Chitral Museum is a museum located in Chitral District, Khyber Pakhtunkhwa, Pakistan. It was established on 8 July 2010.

==History==
The Chitral region is located in deep defiles, tough mountains, flowing rivers and green valley is the most secluded region of the Khyber Pakhtunkhwa. The idea of Chitral Museum came into being in order to preserve and protect the rich cultural heritage of Chitral. The museum is housing two galleries, Ethnological Gallery and Archaeological & Kalash Gallery.

==Ethnological gallery==
The ethnological gallery exposing the culture and manner of life of Chitral valley. The gallery include embroidery, jewelry, weapons, ceramics, musical instruments, hunting tools, furniture and household objects. The embroidery includes shirts from Kohistan regions, Swat and Nooristan, female purse, waist coats, caps, table mats, pillow covers etc. The jewelry displayed in the gallery represents the cultural trends containing copper and silver bangles, pendants, ear rings, finger rings, necklaces, bracelets, amulets, ornaments, head ornaments, torques, anklets and shoulder. The Museum has a variety of weapons including gunpowder containers, pistols, guns, Canons, daggers and swords. These objects elucidate the tradition and culture of Chitral valley during 19th and early 12th centuries. The museum having also a rich collection of traditional ceramics comprises wooden and stone cooking pots, teapots, water pitcher, bowls, spoons, trays etc. are on display.

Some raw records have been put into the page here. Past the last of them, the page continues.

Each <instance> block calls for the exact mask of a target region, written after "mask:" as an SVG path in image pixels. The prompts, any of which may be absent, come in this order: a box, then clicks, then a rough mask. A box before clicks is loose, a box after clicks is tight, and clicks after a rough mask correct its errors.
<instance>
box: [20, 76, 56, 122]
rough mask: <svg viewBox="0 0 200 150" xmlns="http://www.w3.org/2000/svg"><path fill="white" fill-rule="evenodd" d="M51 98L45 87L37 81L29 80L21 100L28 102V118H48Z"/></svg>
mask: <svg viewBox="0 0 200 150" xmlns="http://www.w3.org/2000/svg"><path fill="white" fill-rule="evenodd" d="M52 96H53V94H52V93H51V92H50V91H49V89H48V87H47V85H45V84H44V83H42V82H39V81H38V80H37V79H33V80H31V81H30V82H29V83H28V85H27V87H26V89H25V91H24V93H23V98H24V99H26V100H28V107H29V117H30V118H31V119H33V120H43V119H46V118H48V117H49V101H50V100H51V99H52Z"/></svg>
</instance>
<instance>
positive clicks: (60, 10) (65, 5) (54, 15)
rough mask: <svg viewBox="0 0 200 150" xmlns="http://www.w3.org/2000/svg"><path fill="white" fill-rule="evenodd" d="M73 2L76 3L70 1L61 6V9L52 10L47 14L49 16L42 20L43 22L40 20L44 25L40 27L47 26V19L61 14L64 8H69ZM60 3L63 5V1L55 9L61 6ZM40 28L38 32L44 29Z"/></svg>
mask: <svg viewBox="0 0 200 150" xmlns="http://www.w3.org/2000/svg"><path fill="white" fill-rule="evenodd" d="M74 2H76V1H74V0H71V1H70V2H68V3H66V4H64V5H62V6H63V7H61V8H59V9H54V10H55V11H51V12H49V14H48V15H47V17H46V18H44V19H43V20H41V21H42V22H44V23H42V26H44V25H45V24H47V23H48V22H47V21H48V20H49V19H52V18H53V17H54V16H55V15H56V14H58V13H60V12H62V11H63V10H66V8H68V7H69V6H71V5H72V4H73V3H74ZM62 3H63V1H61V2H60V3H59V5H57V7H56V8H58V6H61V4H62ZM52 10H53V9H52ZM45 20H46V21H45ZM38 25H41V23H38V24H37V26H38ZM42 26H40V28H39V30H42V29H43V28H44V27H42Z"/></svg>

==Archaeological and Kalash Gallery==
The Archaeological and Kalash gallery houses the cultural materials and archaeological antiquities of Kalash valley. The gallery also showing the deep cultural heritage of the Kalash valley. It displays architectural elements, household objects, head dresses, dresses, jewelry, effigies of kalasha goddesses, and wooden commemorative effigies. Archaeological collection exhibits at museum mainly consists of Gandhara Grave antiquities including pottery, semi-precious stone beads, spear heads, arrow heads, bangles, finger rings, pendants and others jewelry. These are discovered in the excavations led by the Directorate of Archaeology and Museums of Government of Khyber Pakhtunkhwa at the sites of Sangoor and Parwak.